突然イカが横たわっていたという完全に意味不明なラストを迎える小説『かかとを失くして』で鮮烈なデビューを果たした芥川賞作家・多和田葉子の最新作。「カント通り」「カール・マルクス通り」など、ベルリンに実在する10の通りからなる連作長編だ。

ベルリンの街を歩きながら「あの人」を待つ「わたし」の語りによって物語が紡がれてゆく。しかしこの作品、ギリギリである。ギリギリ・アウトである。読んでいるとめまいがする。言葉には「音」と「意味」と「文字の形」という3つの要素があるが、本作中では、その一つひとつがバラバラとほどけ、しまいには内ゲバを始める。例えば、こんな風に。

・・・白いものの混ざった髪を耳のところで後ろに撫でつけた彼の横顔の骨格に見とれていた。すると枯葉、彼は、すっと立ち上がってギターを一台かかえて、・・・
引用:『百年の散歩』多和田葉子(2017)新潮社、p.19

主人公は最初「かれは」という音を「枯葉」として聞き、それから「彼は」だと思い直す。「白いものの混ざった髪」からの連想だったのかもしれないし、その前に出てくるワインの描写から喚起された聞き間違いかもしれない。たしかに、分かる。分かるけど、普通、書かない。これを書かれると、読者は言葉そのものに対する信頼を足元からつき崩されることになる。言葉による言葉の告発。本当に意地が悪い。優しい顔をしたやくざ者の書き手が大好きな読者には、格別の書となるだろう。

 

4.『最愛の子ども』松浦理英子(2017)文藝春秋

男と女の、性器を中心とした愛情に絡めとられない、様々な形の性愛や友愛の物語を書いてきた作家・松浦理恵子の最新作は、女子高生たちが繰り広げる疑似家族のストーリーだ。
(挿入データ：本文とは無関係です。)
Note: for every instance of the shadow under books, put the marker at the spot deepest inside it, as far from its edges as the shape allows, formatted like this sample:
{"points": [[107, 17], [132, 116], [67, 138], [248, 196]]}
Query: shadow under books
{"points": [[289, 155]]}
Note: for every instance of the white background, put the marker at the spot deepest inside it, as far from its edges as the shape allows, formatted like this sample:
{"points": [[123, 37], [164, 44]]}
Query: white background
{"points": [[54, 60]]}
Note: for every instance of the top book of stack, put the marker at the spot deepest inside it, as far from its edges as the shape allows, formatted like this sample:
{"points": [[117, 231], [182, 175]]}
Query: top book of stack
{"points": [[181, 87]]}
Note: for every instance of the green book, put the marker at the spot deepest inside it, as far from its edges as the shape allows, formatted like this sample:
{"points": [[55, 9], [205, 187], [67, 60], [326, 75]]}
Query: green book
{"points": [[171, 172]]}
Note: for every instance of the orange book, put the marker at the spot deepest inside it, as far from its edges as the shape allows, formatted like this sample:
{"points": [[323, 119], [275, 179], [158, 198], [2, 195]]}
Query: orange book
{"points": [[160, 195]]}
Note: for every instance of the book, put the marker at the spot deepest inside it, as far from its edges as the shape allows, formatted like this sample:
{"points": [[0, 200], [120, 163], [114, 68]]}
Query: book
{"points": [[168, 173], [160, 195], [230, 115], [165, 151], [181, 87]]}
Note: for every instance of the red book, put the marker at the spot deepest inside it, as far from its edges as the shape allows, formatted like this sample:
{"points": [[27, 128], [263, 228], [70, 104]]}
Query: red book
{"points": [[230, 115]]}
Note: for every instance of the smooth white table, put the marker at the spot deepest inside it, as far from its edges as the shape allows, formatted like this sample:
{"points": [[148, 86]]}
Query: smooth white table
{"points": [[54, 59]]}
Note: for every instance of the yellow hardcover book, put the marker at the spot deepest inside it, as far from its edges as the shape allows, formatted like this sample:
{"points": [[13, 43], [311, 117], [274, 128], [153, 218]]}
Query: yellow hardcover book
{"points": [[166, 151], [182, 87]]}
「パパ」「ママ」「王子」という3人の家族(全員女子高生)を見守る「わたしたち」という奇妙な視点から、一連の出来事が語られる。「わたしたち」は、実際に目撃した「3人家族」の思い出や、聞きかじった断片から拡げた妄想・推測に基づいて、物語のディテールを埋めてゆく。家族というのはほんらい外部に対しては閉じているものだが、クラス内のお遊びという体裁で成り立つこの「3人家族」は、「わたしたち」の娯楽として、好き好きに見つめられ、いじられ、噂される。だがその空気は、おおむね、和やかだ。

他者に対する「ぶしつけ」な好奇心や憶測を、汚らわしいものではなく、少女たちの伸びやかな想像力が生やした翼として描いた点に、松浦理恵子という作家の凄みがある。「家族」という概念自体への新しいまなざしを手に入れたい人は、ぜひ本作を手に取ってみてほしい。